# does actinic lights do anything inparticular for freshwater planted tanks?



## Destinee (Dec 11, 2007)

I was wondering because I have 2 10000k and 2 blue actnic lights on my 55 gal, in the process of changing my light setup. was wondering if I should keep them or get rid of them, but I dont know what they do. besides look cool at night.


----------



## kzr750r1 (Jun 8, 2004)

50/50 will make your fish colors pop but do nothing for the plants.

Takt those out and replace with somthing in the 6700K range with the 10000K would be a nice combo.


----------



## BiscuitSlayer (Apr 1, 2005)

Destinee said:


> I was wondering because I have 2 10000k and 2 blue actnic lights on my 55 gal, in the process of changing my light setup. was wondering if I should keep them or get rid of them, but I dont know what they do. besides look cool at night.



Im not so sure Destinee said 50/50. She said 2 10,000K and 2 actnic.

Actnic lighting is good for reef setups, but the general consensus is that it doesn't do anything for planted tanks other than esthetics for fish viewing like krz750 said. You might not want to replace the actnics though depending on what you are doing with the tank. What are the wattages of the bulbs and are you going the high light or low light route?


----------



## kzr750r1 (Jun 8, 2004)

Sorry I thought the two were one in the same...my bad.


----------



## Destinee (Dec 11, 2007)

its a total of 260 watts total, is that considered bright light on a 55 gal? 

I think I am going to go with replacing the actnic lights with two 6700k since I dont have any of that on there.....I dont really care about the how cool the actnic lights look, im trying to get my plants up to where they should be....


----------



## BiscuitSlayer (Apr 1, 2005)

Destinee said:


> its a total of 260 watts total, is that considered bright light on a 55 gal?
> 
> I think I am going to go with replacing the actnic lights with two 6700k since I dont have any of that on there.....I dont really care about the how cool the actnic lights look, im trying to get my plants up to where they should be....

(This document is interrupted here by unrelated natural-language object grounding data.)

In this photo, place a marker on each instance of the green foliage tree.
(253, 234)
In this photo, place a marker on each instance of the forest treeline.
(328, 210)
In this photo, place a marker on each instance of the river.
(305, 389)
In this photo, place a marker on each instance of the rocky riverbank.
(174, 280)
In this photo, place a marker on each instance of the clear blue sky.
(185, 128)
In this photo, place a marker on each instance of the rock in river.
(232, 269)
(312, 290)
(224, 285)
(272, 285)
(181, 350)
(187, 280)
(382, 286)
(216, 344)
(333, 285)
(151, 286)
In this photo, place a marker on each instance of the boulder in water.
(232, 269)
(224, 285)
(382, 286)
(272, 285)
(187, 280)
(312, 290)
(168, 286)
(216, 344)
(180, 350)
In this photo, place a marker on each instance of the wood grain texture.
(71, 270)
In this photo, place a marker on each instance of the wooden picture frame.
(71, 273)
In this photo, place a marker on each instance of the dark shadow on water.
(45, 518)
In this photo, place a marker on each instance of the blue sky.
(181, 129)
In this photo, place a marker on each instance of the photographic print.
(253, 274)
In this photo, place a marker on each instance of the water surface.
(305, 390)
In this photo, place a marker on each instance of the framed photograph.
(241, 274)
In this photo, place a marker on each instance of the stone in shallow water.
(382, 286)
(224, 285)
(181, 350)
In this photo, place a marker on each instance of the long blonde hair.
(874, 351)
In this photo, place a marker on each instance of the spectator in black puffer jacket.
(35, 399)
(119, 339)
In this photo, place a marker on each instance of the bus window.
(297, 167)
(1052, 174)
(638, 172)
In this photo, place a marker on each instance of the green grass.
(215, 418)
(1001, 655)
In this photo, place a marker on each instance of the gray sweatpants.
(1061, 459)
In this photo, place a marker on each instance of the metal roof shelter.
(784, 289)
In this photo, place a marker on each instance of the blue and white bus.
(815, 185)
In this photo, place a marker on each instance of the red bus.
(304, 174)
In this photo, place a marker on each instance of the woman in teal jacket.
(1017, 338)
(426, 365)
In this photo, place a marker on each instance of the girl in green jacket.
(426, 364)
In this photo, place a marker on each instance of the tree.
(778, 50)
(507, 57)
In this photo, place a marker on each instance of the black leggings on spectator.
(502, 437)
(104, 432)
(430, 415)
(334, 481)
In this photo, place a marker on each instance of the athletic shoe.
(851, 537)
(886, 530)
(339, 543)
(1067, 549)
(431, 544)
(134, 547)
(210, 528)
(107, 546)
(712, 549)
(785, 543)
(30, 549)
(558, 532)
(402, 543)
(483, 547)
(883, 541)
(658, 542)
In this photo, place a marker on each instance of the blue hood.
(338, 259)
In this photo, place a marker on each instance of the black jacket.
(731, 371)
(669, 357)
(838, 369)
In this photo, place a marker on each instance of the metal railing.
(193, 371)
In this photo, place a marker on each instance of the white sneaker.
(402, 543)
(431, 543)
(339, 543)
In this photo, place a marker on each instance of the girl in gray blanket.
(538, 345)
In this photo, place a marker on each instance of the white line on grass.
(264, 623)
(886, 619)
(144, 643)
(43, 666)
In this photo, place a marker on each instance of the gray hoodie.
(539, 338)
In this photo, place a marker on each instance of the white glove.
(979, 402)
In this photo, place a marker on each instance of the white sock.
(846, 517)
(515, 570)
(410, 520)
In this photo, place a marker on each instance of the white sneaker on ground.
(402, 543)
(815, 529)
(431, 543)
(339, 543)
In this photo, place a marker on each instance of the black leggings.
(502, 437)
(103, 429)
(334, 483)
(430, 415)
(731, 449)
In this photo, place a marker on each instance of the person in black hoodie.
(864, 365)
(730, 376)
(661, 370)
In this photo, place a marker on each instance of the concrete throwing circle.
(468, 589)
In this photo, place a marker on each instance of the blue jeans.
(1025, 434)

Are you going the high light or low light route? 260 for a 55 is doable, but its going to be a high light, CO2 injected, daily ferts type of tank.


----------



## jaidexl (Sep 18, 2006)

Agreed, if you're not planning on getting heavy with CO2 and ferts, leave only two of your bulbs in an ideal range (6700 - 10000). If all are switched to a better kelvin rating then plant uptake will be so great that you may have issues without CO2/ferts, especially with all four bulbs running. Anything is possible though if you adjust your husbandry right, which would probably require next to no water changes, full stocking and some heavy floating plants.

Do you know what type of plants you want to grow, or what the requirements are of the plants you're into? If I were going to make this a low tech tank, I'd remove one actinic, and replace one 10000k with a 6700k, three bulbs total (65w each correct?). If high tech, I'd still only have three bulbs but all ideal range. Four 65w bulbs is too much IMO.


----------